Christ on a crutch, he thought wildly, I’m full of self-pity today, and was even more thoroughly disgusted with himself than he had been a moment ago.
Her father, who had emerged from the house, rushed to Marks’s other side and helped her with her burden. The old man kicked the door shut when they were inside.
Bourne came upon the woman almost without warning. She was half buried in crisp, dead leaves. Her face was turned away from him, eyes closed. Her long hair was streaked with blood, but from the way she lay, it was impossible to tell whether she was dead or alive.
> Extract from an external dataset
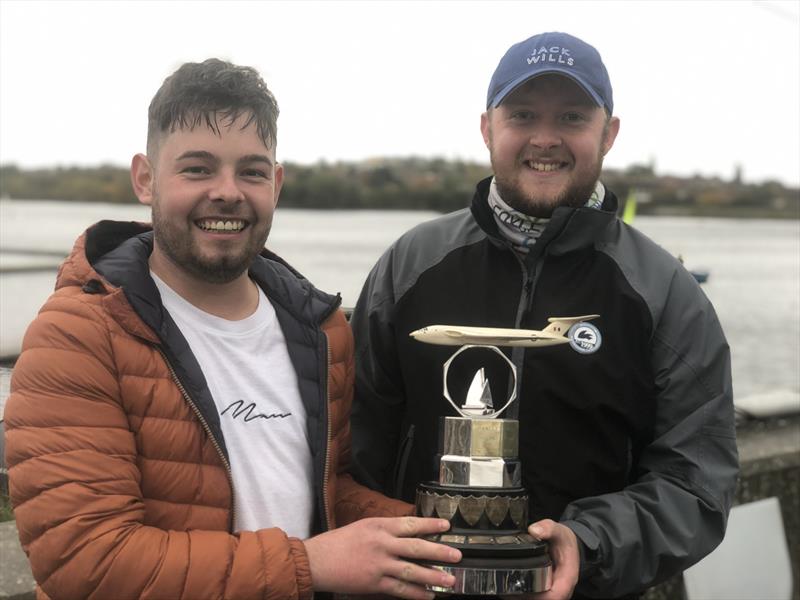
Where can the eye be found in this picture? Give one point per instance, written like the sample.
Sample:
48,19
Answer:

A neighbor out walking, it had been her bad luck to stumble upon Kazmi. Beneath the fall of leaves, he could make out bits and pieces of her red-and-black-checked flannel shirt, jeans, and hiking boots. Leaves appeared to have been kicked over her with considerable haste.
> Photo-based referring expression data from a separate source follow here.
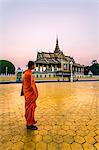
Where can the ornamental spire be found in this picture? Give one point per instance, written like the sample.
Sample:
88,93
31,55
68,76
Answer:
57,49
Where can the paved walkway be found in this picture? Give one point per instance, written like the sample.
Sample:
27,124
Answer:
67,114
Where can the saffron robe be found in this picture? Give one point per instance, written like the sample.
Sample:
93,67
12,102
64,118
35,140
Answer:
30,94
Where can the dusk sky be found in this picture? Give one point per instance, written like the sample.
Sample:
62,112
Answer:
28,26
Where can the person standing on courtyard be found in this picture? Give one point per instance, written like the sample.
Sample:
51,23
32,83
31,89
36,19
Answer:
30,94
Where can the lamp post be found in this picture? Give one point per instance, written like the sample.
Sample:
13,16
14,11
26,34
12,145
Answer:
6,70
71,71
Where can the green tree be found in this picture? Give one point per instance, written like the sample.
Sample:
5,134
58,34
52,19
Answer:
4,64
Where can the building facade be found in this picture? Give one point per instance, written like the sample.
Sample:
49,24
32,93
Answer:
56,64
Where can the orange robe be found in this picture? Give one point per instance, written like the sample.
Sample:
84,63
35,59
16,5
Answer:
30,94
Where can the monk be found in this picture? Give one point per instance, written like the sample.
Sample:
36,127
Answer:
30,93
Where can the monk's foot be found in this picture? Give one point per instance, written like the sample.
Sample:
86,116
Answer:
32,127
35,122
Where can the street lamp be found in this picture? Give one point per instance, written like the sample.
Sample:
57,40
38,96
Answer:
71,71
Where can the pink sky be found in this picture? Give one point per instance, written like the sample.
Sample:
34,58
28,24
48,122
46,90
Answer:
28,26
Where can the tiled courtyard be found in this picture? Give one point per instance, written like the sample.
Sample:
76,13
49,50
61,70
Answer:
67,115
He needed to return to Peter Marks and to the people in the house, but he couldn’t bypass the woman until he found out whether she was alive and, if so, how badly she was injured. Creeping closer, he put a hand out to find the pulse in her carotid artery.
Her eyes snapped open, her hand rose up, clutching a hunting knife by its handle. The point stabbed out toward his chest and, as he moved, sliced through his shirt and across the skin covering his breastbone. She sat up, coming after him. Leaves fell away from her like freshly turned earth from an animated corpse. Bourne grasped her wrist, redirecting the knife away from him, but she had a second knife in her other hand. Struggling with her, he saw it very late, and took the point on the bone of his shoulder.